Current participants in the reentry program call Dwaine Holloman the GOAT — Greatest of All Time — and it’s not hard to see why. At the tail end of his 10-plus-year incarceration nearly a decade ago, Holloman enrolled in a fledgling Second-Chance Program, though another exception was required — too many prior convictions.

Holloman was one of the first to go through the program at the golf course. Today, he’s the course’s full-time mechanic.

“I didn’t really choose the golf course,” he says. “They chose me. But I like working outside better than working inside.”

Holloman, too, was wearing the dehumanizing prison-blue uniform the first time he stepped onto a golf course.

“Once I got out here,” he says, “I liked it.”

Holloman had worked as a mechanic before his incarceration, but many of the men following behind have no previous skills or even work experience.

“You have some come through who never had a job before,” he says. “Some really want to work. Those are the ones ... it’s a good program if you make use of it. Coming out of prison, they give you a chance. A lot of guys can’t find a job and end up right back in the system.”
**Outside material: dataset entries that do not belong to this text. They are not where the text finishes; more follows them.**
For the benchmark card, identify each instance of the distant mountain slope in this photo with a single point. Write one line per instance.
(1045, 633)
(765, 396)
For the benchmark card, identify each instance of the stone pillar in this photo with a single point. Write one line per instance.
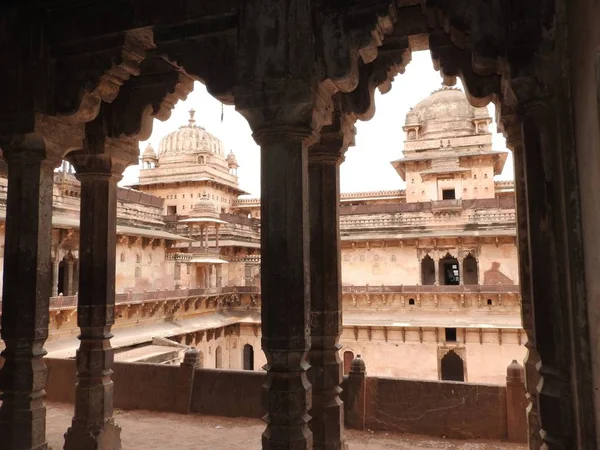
(516, 403)
(25, 295)
(93, 424)
(558, 299)
(326, 372)
(55, 264)
(219, 275)
(247, 274)
(75, 288)
(532, 376)
(285, 285)
(69, 266)
(191, 361)
(356, 395)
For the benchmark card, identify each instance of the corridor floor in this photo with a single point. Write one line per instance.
(168, 431)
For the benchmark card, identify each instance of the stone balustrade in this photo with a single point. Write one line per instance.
(434, 408)
(432, 289)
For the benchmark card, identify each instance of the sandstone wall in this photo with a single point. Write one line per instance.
(454, 410)
(376, 266)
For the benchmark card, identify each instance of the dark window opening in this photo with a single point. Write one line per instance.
(218, 358)
(448, 194)
(452, 367)
(427, 271)
(248, 357)
(348, 358)
(450, 334)
(470, 270)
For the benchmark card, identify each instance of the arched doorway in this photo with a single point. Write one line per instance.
(61, 277)
(427, 271)
(449, 274)
(248, 357)
(470, 270)
(348, 358)
(452, 367)
(218, 358)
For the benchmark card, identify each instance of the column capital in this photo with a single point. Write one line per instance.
(101, 166)
(18, 147)
(270, 134)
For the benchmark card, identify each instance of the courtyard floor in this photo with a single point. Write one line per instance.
(168, 431)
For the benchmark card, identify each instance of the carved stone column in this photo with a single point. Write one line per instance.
(565, 410)
(93, 424)
(55, 264)
(75, 277)
(532, 376)
(70, 278)
(285, 285)
(25, 295)
(326, 371)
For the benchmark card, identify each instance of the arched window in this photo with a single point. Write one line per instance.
(452, 367)
(218, 358)
(248, 357)
(427, 271)
(449, 274)
(470, 270)
(348, 358)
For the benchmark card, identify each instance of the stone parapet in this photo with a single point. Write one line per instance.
(452, 409)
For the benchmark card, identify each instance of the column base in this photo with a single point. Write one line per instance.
(108, 438)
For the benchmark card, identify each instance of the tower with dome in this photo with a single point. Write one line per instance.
(190, 163)
(448, 150)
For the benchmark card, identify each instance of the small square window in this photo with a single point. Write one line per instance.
(450, 334)
(448, 194)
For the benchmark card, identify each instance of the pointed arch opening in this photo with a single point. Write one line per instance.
(427, 271)
(248, 357)
(452, 367)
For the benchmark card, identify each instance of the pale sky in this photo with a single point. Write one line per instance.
(367, 166)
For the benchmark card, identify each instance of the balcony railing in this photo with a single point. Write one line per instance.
(432, 289)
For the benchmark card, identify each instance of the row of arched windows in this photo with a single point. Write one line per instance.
(449, 270)
(452, 366)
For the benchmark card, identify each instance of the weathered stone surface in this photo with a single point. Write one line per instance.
(25, 296)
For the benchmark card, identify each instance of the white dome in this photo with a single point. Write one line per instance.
(446, 113)
(189, 141)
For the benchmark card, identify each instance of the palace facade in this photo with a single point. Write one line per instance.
(429, 273)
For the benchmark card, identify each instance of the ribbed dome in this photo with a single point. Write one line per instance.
(188, 141)
(205, 208)
(446, 113)
(231, 159)
(149, 152)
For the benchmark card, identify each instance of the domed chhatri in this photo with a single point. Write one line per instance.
(149, 152)
(446, 113)
(448, 152)
(190, 143)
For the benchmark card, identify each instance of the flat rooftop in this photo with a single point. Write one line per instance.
(165, 431)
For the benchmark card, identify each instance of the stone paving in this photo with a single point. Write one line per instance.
(165, 431)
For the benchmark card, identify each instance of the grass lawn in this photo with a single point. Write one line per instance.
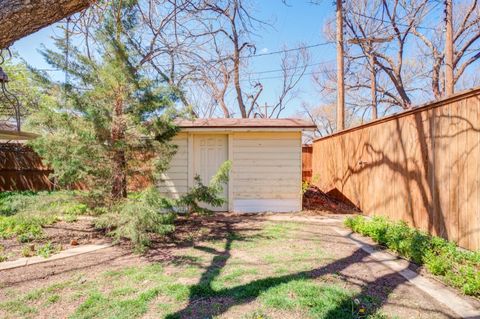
(230, 268)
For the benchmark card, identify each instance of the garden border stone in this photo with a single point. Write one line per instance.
(84, 249)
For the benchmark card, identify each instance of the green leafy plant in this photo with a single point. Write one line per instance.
(3, 257)
(47, 250)
(148, 213)
(28, 251)
(456, 267)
Holloman is a man of few words, so Auger provides perhaps the most heartwarming part of his story. In part because Holloman made the most of his second chance, stayed out of prison and proved himself on the job, he and his wife were granted custody of their own grandchildren.

“Who knows what might have happened to those kids,” Auger says. “That’s something people tend not to think about.”


Andrew Hartsock is GCM’s managing editor.